T4Texas said: I also struggle with languages alot. I took 2 years of spanish in highschool and didnt learn shit.
But, I spent 3.5 months in south america speaking spanish every single day and after being immersed in it like that I learned more than all my 2 years in highschool! Immersion is key
This is true. I envy people who've gained a good level of English without it, but in truth the methods of language teaching throughout the English speaking world leaves a hell of a lot to be desired.
These days I would say I'm near fluent in Spanish, I have a decent level in Portuguese too (even if the pronunciation does my head in, and often I end either using words that are Spanish or too nervous to say something because I fear doing that! But I'm getting there, slowly).
I did Irish for 14 years in school, and would honestly struggle to put a sentence together. French for 6 years in high school, but again, rubbish at it (another one where the pronunciation and phonetics kills me!). German for two years... not a clue! I did Chinese in my first year in Uni, and wow- if you can get your head around the tones, it's easy. Incredibly simple grammar. But, as with any language, you have to use it or lose it, and alas I fall into the latter camp. The script obviously put me off taking it further, even though I just about managed to get my head around reading it, I found writing it to any level beyond simply passing my course impossible.

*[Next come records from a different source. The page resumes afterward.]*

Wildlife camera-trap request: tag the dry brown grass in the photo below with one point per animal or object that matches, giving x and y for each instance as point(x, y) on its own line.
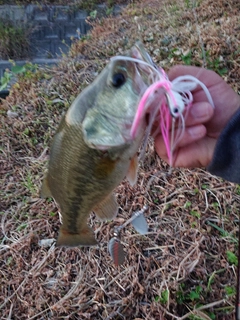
point(193, 216)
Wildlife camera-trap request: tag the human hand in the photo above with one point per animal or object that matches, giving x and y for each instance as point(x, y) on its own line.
point(204, 123)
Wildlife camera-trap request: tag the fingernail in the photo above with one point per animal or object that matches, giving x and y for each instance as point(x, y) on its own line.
point(197, 131)
point(200, 111)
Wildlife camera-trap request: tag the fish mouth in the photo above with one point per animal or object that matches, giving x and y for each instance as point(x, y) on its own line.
point(112, 129)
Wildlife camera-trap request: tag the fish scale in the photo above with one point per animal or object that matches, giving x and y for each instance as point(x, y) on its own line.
point(92, 150)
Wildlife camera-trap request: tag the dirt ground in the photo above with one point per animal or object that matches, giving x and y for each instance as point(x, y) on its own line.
point(185, 267)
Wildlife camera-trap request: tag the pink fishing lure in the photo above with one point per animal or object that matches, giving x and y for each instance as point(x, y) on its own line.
point(172, 100)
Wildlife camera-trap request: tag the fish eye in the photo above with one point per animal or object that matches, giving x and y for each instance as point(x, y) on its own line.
point(118, 80)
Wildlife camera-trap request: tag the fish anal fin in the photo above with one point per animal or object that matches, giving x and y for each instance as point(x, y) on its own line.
point(45, 191)
point(107, 209)
point(85, 237)
point(132, 170)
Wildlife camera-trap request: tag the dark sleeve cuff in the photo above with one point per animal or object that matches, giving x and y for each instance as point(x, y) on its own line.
point(226, 158)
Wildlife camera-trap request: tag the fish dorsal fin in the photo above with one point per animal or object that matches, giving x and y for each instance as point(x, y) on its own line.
point(132, 170)
point(85, 237)
point(107, 209)
point(45, 191)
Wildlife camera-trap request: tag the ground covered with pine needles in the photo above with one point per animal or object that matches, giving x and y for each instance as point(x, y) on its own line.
point(185, 267)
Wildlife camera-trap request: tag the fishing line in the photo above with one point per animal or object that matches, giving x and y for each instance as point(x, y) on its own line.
point(171, 99)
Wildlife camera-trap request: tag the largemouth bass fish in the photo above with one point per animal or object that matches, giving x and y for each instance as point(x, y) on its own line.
point(92, 150)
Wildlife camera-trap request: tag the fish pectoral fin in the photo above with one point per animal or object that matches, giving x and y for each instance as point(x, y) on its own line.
point(45, 191)
point(84, 238)
point(107, 209)
point(132, 170)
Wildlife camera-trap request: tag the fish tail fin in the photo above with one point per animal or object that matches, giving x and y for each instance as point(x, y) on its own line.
point(84, 238)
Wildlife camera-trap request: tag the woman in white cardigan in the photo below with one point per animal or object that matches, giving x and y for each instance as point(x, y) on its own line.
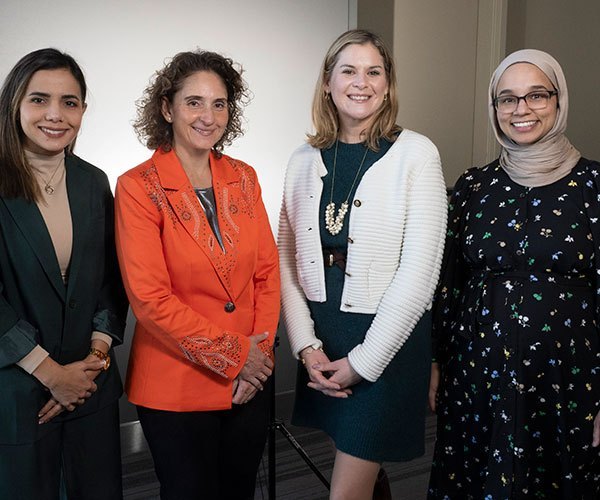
point(361, 237)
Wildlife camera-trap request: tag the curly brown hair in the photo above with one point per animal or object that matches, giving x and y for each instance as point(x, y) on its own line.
point(150, 125)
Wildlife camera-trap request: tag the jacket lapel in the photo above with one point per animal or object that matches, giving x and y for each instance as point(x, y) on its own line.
point(33, 228)
point(186, 206)
point(79, 189)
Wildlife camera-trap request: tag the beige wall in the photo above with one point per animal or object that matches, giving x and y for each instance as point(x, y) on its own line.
point(446, 52)
point(441, 50)
point(568, 31)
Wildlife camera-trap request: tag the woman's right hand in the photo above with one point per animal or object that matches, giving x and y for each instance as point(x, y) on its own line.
point(434, 383)
point(258, 367)
point(318, 380)
point(70, 384)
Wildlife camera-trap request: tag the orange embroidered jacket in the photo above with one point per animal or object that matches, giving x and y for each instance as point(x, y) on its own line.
point(195, 305)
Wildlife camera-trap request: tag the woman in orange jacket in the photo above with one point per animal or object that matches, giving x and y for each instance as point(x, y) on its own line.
point(200, 267)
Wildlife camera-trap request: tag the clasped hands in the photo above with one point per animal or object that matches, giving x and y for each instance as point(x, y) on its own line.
point(70, 385)
point(332, 378)
point(254, 374)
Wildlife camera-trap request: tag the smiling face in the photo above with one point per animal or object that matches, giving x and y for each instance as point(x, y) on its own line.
point(358, 86)
point(198, 113)
point(524, 125)
point(50, 113)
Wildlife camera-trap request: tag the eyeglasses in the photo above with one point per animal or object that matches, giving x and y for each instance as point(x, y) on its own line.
point(538, 99)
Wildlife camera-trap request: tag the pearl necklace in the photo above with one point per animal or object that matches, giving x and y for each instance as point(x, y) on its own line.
point(335, 224)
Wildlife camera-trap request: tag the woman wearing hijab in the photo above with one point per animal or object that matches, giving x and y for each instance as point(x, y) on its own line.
point(516, 377)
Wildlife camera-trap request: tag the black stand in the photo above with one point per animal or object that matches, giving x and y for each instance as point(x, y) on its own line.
point(275, 425)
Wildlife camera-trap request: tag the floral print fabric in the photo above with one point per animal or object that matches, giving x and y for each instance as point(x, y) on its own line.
point(516, 335)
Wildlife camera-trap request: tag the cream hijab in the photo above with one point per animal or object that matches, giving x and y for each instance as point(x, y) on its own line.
point(551, 157)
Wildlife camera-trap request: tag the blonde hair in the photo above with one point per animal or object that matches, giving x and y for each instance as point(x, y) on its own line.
point(324, 112)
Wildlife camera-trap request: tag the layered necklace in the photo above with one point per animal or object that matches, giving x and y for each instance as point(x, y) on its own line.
point(335, 223)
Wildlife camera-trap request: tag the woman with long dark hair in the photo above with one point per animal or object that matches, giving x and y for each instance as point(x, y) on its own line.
point(62, 305)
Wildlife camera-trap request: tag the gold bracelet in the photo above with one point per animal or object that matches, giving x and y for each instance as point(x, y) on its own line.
point(102, 355)
point(308, 350)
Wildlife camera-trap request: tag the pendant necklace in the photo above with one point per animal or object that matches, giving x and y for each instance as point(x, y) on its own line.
point(335, 224)
point(47, 186)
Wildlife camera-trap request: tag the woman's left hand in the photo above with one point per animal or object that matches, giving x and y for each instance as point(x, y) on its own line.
point(50, 410)
point(596, 437)
point(339, 372)
point(53, 408)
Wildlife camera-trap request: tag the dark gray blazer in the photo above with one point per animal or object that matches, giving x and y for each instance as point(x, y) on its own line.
point(37, 308)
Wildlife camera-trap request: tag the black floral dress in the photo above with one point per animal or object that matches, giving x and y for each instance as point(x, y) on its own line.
point(516, 335)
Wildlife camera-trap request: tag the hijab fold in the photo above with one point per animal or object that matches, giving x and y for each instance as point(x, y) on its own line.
point(551, 157)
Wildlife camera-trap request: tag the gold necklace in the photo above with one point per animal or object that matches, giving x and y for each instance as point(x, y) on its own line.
point(335, 224)
point(47, 186)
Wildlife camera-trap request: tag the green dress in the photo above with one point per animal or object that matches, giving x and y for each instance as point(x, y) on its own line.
point(380, 421)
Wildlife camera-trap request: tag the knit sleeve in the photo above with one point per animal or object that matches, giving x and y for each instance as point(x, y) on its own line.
point(412, 287)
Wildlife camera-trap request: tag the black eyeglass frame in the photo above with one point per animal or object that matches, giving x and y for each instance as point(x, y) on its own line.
point(551, 93)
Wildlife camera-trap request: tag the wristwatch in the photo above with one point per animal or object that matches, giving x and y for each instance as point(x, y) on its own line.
point(102, 355)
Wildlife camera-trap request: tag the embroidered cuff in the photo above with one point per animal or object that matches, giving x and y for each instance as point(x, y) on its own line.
point(219, 355)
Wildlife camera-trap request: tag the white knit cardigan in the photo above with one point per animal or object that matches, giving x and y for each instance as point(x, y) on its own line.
point(396, 235)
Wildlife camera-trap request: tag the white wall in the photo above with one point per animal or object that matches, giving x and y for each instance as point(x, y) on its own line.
point(120, 44)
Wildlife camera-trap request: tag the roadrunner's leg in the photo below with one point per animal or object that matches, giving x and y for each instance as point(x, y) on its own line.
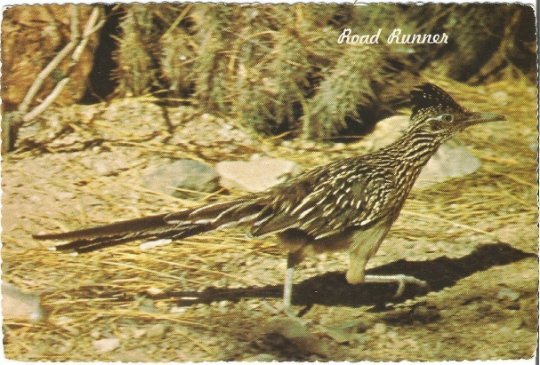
point(293, 259)
point(400, 279)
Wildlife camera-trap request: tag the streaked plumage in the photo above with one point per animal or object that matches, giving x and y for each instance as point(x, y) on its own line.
point(348, 204)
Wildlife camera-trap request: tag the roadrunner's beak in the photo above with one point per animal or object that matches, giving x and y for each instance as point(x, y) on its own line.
point(477, 118)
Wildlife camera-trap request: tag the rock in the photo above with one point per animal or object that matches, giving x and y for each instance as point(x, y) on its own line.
point(167, 177)
point(19, 305)
point(449, 162)
point(386, 131)
point(346, 331)
point(255, 175)
point(500, 98)
point(106, 344)
point(509, 294)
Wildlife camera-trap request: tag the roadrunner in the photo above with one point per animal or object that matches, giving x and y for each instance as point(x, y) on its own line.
point(348, 204)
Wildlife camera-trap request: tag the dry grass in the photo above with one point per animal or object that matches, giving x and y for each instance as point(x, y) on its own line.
point(103, 293)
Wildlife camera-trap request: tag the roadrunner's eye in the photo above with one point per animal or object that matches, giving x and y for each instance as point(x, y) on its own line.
point(447, 118)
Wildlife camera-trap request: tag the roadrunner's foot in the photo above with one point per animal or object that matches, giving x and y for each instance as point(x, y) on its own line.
point(401, 280)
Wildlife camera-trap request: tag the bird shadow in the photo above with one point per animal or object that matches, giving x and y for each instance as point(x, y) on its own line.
point(331, 288)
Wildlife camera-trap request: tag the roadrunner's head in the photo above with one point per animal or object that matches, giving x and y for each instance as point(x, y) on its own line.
point(435, 112)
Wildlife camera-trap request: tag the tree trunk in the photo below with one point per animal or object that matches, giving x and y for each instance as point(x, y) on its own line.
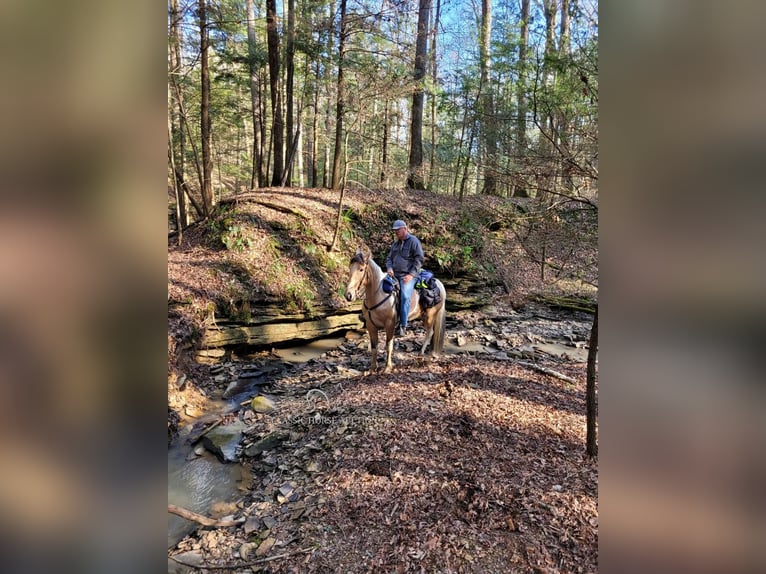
point(276, 105)
point(434, 78)
point(591, 406)
point(256, 176)
point(384, 154)
point(177, 130)
point(314, 134)
point(519, 185)
point(488, 127)
point(207, 158)
point(290, 87)
point(415, 176)
point(339, 108)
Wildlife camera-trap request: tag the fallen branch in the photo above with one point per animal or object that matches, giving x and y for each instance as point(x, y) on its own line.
point(244, 564)
point(204, 520)
point(547, 371)
point(268, 204)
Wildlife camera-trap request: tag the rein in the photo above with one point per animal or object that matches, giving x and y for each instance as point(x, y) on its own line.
point(378, 304)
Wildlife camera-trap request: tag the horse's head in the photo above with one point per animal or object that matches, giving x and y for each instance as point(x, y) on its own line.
point(357, 276)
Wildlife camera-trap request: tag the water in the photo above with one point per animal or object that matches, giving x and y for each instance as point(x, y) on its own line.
point(196, 485)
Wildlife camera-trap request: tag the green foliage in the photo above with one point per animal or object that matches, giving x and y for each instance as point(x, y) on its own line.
point(235, 238)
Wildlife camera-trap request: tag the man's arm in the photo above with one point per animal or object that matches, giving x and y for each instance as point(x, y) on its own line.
point(390, 262)
point(417, 259)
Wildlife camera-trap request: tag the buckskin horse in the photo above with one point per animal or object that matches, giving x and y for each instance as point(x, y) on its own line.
point(380, 309)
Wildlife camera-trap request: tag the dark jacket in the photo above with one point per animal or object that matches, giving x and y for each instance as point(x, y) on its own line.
point(406, 256)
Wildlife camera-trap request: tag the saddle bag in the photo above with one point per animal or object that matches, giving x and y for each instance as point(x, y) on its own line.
point(428, 289)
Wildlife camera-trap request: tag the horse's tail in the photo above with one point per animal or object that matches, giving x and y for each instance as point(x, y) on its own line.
point(440, 323)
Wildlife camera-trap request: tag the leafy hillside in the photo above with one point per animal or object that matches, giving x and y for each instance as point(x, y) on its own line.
point(272, 247)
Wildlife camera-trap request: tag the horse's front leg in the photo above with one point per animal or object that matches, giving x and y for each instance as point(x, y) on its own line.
point(429, 335)
point(389, 347)
point(373, 332)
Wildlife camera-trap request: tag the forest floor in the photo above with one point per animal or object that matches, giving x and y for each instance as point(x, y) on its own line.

I suppose in my experience it's been trial and error, all my aborted attempts have helped me, for sure you start to get the tools needed to make some progress... beyond that, it's really down to finding a language you like, that is reasonably easy for you to learn, and that you're going to use... and that's why Spanish has worked for me.
The immersion effect works too, it's sink or swim. It's a completely different process than classroom learning.